The std::equal(b, e, b2) generic algorithm returns true if the values in the sequence starting at b2 are element-by-element equal to the values given in the iterator range (b, e) and returns false otherwise.

The search(b, e, b2, e2) generic algorithm returns true if the sequence of values indicated by the iterator range (b2, e2) appears somewhere in the sequence of values indicated by the iterator range (b, e) and returns false otherwise.

Assuming that both generic algorithms are implemented using the weakest possible iterator kinds, can both algorithms be implemented with the same kind of iterator? Explain.

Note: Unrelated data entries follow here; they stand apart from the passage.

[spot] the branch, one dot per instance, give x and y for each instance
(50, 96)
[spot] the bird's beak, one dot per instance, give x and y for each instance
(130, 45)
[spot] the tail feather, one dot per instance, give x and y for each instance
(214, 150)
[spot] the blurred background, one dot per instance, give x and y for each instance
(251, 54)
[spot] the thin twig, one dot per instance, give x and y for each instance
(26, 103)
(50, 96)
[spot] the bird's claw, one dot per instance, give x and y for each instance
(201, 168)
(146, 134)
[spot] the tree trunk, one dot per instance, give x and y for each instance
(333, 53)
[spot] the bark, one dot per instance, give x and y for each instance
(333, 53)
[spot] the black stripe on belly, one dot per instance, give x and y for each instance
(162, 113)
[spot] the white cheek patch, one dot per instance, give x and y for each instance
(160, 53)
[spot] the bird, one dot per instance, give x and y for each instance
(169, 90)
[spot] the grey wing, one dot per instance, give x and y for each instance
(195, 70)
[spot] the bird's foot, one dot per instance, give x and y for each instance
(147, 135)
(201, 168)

The easiest way to answer this question is to look at the implementation of each of the algorithms:

equal(b, e, b2) while b != e if *b++ != *b2++ return false return true

search(b, e, b2, e2) while b != e i = b++ j = b2 found = true while i != e and j != e2 if *i++ != *j++ found = false break; if found return true return false

equal() uses r-value *, != and ++ on the iterators, which are all at least input iterators. search() uses all these operators and assignment too, which means the iterators must be at least forward iterators. Because the weakest iterators required in each algorithm are different, they can't be implemented using the same weakest iterator.

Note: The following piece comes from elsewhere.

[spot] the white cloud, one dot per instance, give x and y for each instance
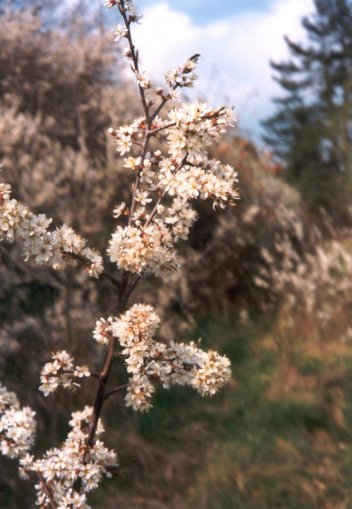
(235, 51)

It turns out you can ahswer this question "yes" with the following implementation of search() using equal():

search(b, e, b2, e2)

  while b2 != e2
    if equal(b, e, b2)
      return true
    b2++

  return false

This code make use of the copy constructor rather than assignments to duplicate iterators. A copule of people mentioned this could be done, but didn't give details.

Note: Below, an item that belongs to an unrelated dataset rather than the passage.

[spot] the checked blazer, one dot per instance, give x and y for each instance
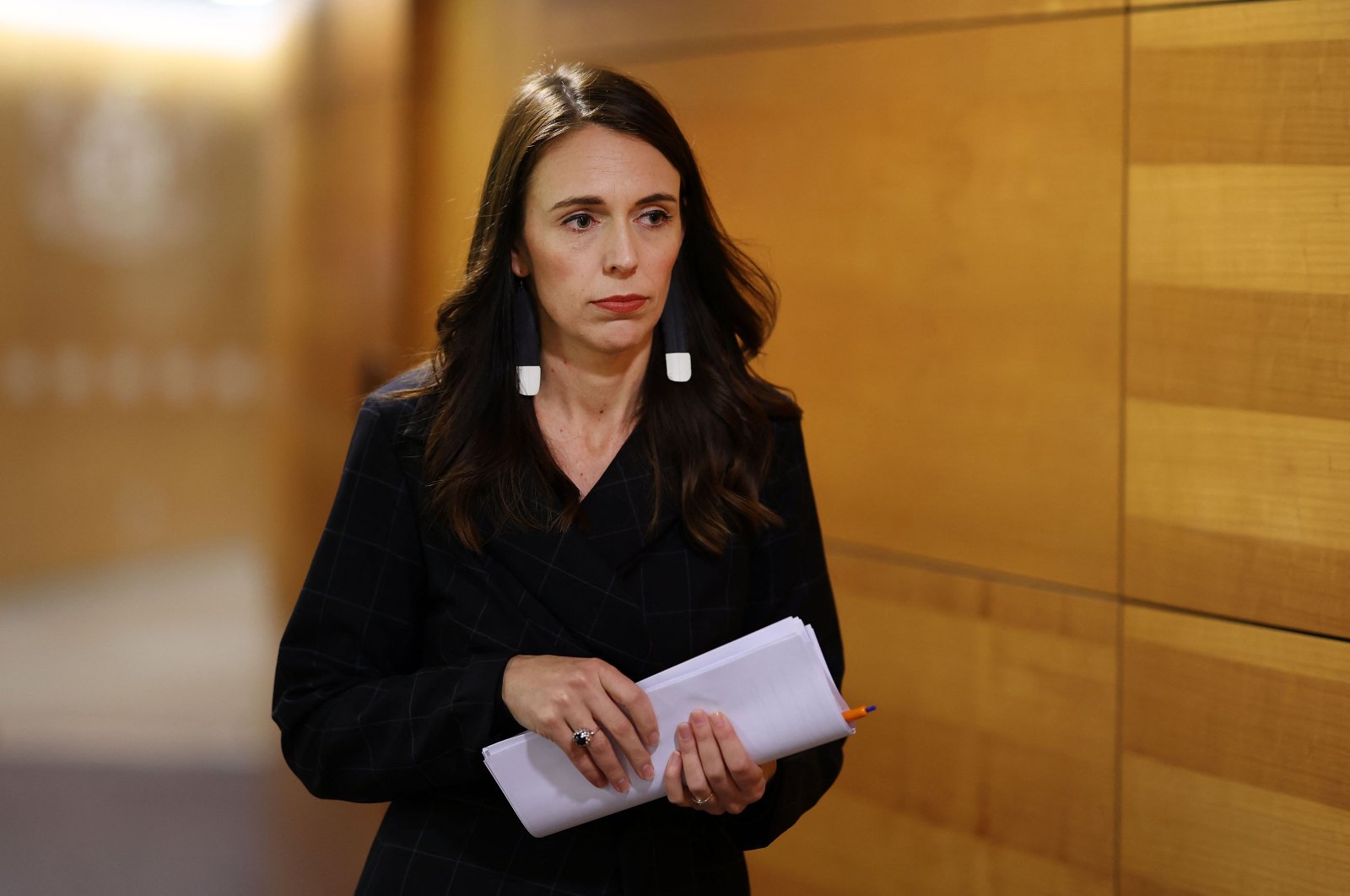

Describe a test case in which the correct answer must have v2 equal to 0 in the min_3sort() return value; that is, describe a test case in which the wrong answer is any answer where v2 is not equal to 0.
For v2 = 0 to be the only correct answer, it must be that iv2 has the majority of numbers congruent to 0 modulo 3, because if iv2 doesn't have the majority, it will take fewer moves to have some vector hold all numbers congruent to 0 modulo 3. With this analysis, the simplest test case is
iv1: [ 1 ]
iv2: [ 0 ]
iv3: [ 2 ]

which requires no moves.
Almost everybody got this correct, but many answers were way more complicated then they needed to be.
Generally, a container will re-implement a generic algorithm when the container's iterator kind is too weak to be used by the algorithm. For example, the list container implements sort() member function because the sort() generic algorithm requires random iterators and the list iterators are only bidirectional.
The map container implements the find() member function, which has the same behavior as the find() generic algorithm. However, the find() generic algorithm requires input iterators, while the map iterators are the bidirectional. Why does map implement find() as a member function?
Map re-implements find() because it can do a more efficient job looking for values then can the generic std::find(). std::find() requires input iterators, which means it must use a linear search to look for values because input iterators can only go forward by one (++). Further, the sequence of values defined by the iterator range is unconstrained.
The map value sequence is stored in sorted order, which means that something more efficient than a linear search can be used to look for specific values. By using a tree traversal, the member function find() can locate a value (or not) in O(log n) time, rather than the O(n) time it takes for a linear search.
Way too many people got this wrong for a varity of reasons. Some got distracted by the bidirectional iterators, which had something to do with the answer but not everything.

This page last modified on 5 November 2002.